I’ve been doing new things at work: supervising two people, a high school student and a grad student intern. In both cases, it’s going reasonably well. But in neither case do I feel I have any fucking clue what I’m doing—how to be either of their “boss, ” for whatever that’s worth in my tiny, loose, informal office. I can see that it’s not a big deal. New job responsibility; big whoop. And yet doing this new, somewhat powerful and interpersonally challenging thing takes every bubble of insecurity that ever floated around my head and knocks it right up to the surface. By the end of a work day, you’ve never seen anyone as graceless, weird, and gawky as little old me. Or with a bigger nose.
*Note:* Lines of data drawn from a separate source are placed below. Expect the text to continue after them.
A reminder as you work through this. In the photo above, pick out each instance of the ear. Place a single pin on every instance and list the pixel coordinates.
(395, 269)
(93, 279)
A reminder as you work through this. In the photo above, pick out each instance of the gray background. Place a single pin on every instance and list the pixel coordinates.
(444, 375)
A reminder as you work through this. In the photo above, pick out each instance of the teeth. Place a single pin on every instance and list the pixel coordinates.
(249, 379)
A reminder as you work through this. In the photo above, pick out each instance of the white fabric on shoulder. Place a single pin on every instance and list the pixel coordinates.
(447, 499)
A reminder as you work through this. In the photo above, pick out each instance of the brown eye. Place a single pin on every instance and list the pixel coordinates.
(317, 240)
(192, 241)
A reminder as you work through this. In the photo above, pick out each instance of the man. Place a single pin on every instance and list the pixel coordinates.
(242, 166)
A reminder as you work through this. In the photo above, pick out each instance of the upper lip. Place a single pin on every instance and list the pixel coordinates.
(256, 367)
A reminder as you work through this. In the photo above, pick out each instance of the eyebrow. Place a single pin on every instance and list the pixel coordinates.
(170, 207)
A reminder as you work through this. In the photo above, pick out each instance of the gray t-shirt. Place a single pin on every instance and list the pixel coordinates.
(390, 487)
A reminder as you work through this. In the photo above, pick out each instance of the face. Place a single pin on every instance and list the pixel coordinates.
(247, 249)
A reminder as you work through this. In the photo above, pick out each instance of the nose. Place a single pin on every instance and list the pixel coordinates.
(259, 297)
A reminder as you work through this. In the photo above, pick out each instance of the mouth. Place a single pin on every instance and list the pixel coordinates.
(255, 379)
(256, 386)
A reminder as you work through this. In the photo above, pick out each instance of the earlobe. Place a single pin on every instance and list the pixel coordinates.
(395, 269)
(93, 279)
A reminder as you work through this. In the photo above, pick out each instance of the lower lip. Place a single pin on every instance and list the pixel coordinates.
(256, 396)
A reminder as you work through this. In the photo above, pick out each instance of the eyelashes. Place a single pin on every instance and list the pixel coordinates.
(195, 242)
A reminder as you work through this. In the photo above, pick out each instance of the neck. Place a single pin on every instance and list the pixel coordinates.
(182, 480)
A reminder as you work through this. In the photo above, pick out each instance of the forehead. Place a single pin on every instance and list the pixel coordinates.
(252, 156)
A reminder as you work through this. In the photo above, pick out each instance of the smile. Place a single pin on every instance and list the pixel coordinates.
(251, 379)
Or butt.
At the same time, the rest of my life (minus the occasional few hours when these two little girls’ pure, grinding neediness makes me want to turn my skull inside out) is darn pleasant.
Well, A is off on a Pacific island drinking juice, but before he left I prepared for his month-long absence by nabbing every second of free time I could, to the point where the poor guy had to set the alarm for 4 a.m. the day he left so he could have an hour to finish his packing (I know; I suck). And somewhere near the end of that week of absolute greed for rest, my mind clicked into super-focused parenting mode. I’m doing the thing I’m doing while I’m doing the thing, and nothing else. Breathing deeply. Finding joy in that attention. In, out. Etc. Mostly, I have retained that. Mostly, there hasn’t been that much screaming here lately.
There’s been more help than usual. More time with friends. More folks over for dinner for no big reason. And I find myself grooving on the Leery Polyp’s paean to Facebook. I utterly get it, even without an oxycodone buzz. We are connected. God damn, we can paint each other’s houses and take care of each other’s kids and teach each other to grow things and make life better just by being in it with each other. Ain’t it grand?